Furthermore, there is a lack of comprehensive demographic information, such as socioeconomic status, educational background, or occupation, which could be relevant in understanding risk factors and disease patterns.
Due to the unique demographics of Qatar, with a significant proportion of the population consisting of expatriates from endemic regions, the results of the study may not be generalized.
5. Conclusion
The combination of factors such as conflicts, poverty, lack of veterinary and public health infrastructure, and the population demographic in endemic areas contributes to the ongoing spread of leishmaniasis. Efforts to control and manage the disease, including vector control, early diagnosis, and appropriate treatment, are crucial in mitigating the impact of leishmaniasis in these regions.

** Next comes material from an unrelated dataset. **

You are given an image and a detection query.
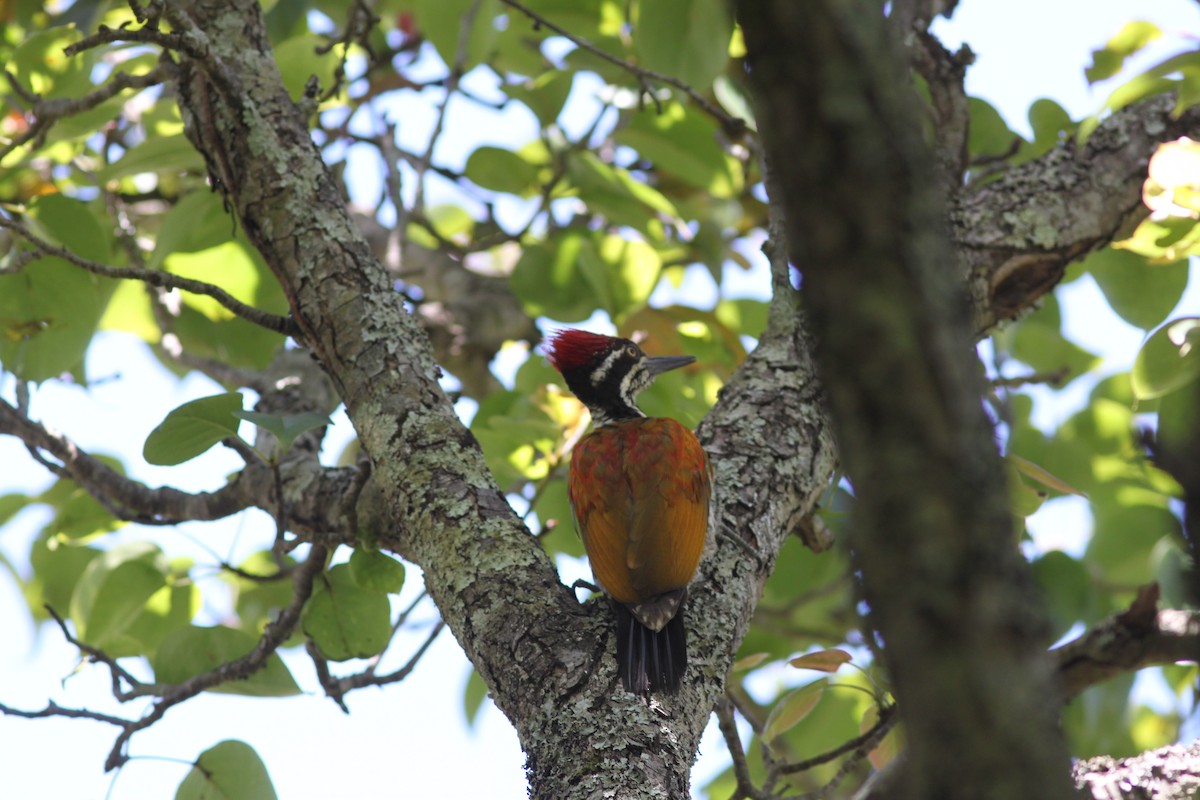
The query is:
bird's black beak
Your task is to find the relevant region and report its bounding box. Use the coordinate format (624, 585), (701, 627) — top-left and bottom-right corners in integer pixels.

The results of the study highlight the presence of leishmaniasis in Qatar, providing baseline data that can contribute to future research in the country. This data will be valuable in determining the need for a national Leishmania eradication and control program, focusing on enhancing treatment and follow-up procedures for individuals diagnosed with the disease. It is important to note that most cases in Qatar are CL and imported from endemic countries, with no local transmission reported. Our recommendation includes launch of public health awareness campaigns targeting both residents and expatriates in Qatar. Those campaigns should focus on educating the population about the risks of leishmaniasis, preventive measures, and the importance of early reporting of symptoms.
In our study, no mortality cases were reported among the patients who completed their follow-up, including those with VL. This contrasts with mortality rates reported in other studies which ranged from 11% to 12%. The most common presentation among VL cases in our study was fever, fatigue, loss of appetite, and weight loss, which is consistent with findings from previous studies. Additionally, laboratory findings showed thrombocytopenia and hepatosplenomegaly, which are also consistent with other studies as well.

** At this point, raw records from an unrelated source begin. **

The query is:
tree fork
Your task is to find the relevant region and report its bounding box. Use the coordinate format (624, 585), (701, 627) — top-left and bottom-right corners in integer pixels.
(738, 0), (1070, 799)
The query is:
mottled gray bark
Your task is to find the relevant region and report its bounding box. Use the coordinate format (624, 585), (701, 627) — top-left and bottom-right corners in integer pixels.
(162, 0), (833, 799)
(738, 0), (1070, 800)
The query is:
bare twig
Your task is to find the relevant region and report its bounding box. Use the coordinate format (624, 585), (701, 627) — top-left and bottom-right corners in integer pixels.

The decrease in leishmaniasis incidence from 14 to 2 cases per year could be attributed to several factors. Ongoing control measures in endemic countries may have contributed to this decline as well as potential changes in the population demographics in Qatar in the recent years. Additionally, the implementation of travel restrictions during the COVID-19 pandemic may have played a role in reducing the spread of the disease.

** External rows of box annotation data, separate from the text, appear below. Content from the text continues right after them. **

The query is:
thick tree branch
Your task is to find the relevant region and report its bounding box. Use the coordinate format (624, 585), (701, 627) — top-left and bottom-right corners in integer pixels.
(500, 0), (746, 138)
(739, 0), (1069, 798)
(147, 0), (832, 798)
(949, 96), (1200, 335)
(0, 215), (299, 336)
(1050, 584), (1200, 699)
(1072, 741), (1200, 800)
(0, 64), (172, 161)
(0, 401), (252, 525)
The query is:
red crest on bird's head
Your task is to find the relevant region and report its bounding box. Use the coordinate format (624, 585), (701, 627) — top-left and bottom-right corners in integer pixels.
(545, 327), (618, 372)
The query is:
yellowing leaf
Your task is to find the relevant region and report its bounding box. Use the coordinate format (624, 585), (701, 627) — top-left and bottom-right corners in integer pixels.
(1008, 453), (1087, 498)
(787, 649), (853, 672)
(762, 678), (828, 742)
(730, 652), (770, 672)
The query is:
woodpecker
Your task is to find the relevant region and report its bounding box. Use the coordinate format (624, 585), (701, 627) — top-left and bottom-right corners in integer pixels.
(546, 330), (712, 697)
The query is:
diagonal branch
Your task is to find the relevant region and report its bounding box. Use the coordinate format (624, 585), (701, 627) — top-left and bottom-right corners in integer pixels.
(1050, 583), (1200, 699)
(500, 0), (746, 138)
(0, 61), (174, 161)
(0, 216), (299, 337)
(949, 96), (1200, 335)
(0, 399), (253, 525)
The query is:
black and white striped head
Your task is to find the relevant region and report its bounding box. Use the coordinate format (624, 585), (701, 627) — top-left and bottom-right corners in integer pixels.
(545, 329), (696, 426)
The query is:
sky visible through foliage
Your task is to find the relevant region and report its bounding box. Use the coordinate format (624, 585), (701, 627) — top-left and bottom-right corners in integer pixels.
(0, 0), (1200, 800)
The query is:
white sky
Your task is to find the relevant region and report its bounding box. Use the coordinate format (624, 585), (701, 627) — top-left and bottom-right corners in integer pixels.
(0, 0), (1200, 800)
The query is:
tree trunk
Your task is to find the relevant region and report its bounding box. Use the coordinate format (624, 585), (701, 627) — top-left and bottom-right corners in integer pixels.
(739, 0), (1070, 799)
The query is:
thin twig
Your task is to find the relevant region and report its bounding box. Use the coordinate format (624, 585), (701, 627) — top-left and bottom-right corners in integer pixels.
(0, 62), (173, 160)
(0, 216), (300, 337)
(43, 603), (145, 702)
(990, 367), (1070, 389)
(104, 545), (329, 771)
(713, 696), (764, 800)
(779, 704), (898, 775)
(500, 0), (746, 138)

However, healthcare professionals in Qatar should be aware of this neglected disease and be able to recognize, treat, and prevent complications using advanced diagnostic technology.
In conclusion, this study highlights the epidemiological landscape of leishmaniasis prevalence in Qatar. To address the challenges and improve the management of leishmaniasis in Qatar, it is crucial to establish a national registry system that can effectively collect and track data on leishmaniasis cases. This would allow for enhanced surveillance, accurate reporting of cases, and close monitoring of treatment outcomes. With a comprehensive registry system in place, healthcare authorities can establish targeted treatment programs and interventions to address the burden of leishmaniasis in the country. By focusing on large-scale epidemiological studies, we can understand the disease prevalence and investigate the impact of climate change on the behavior and distribution of sandfly vectors. Future research endeavors should focus on the development of targeted strategies to mitigate the local transmission of leishmaniasis in Qatar. Additionally, it is important to study the patterns of spread, influence of migration, and travel to prevent the spread of leishmaniasis to the country from endemic regions.
Conflict of Interest Statement
The authors declare that there is no conflict of interest.
Ethical Considerations
The study obtained ethical approval from HMC medical research committee. Informed consent was not needed because of the retrospective nature of the study, which included accessed patient record only. Patient privacy and data confidentiality were assured.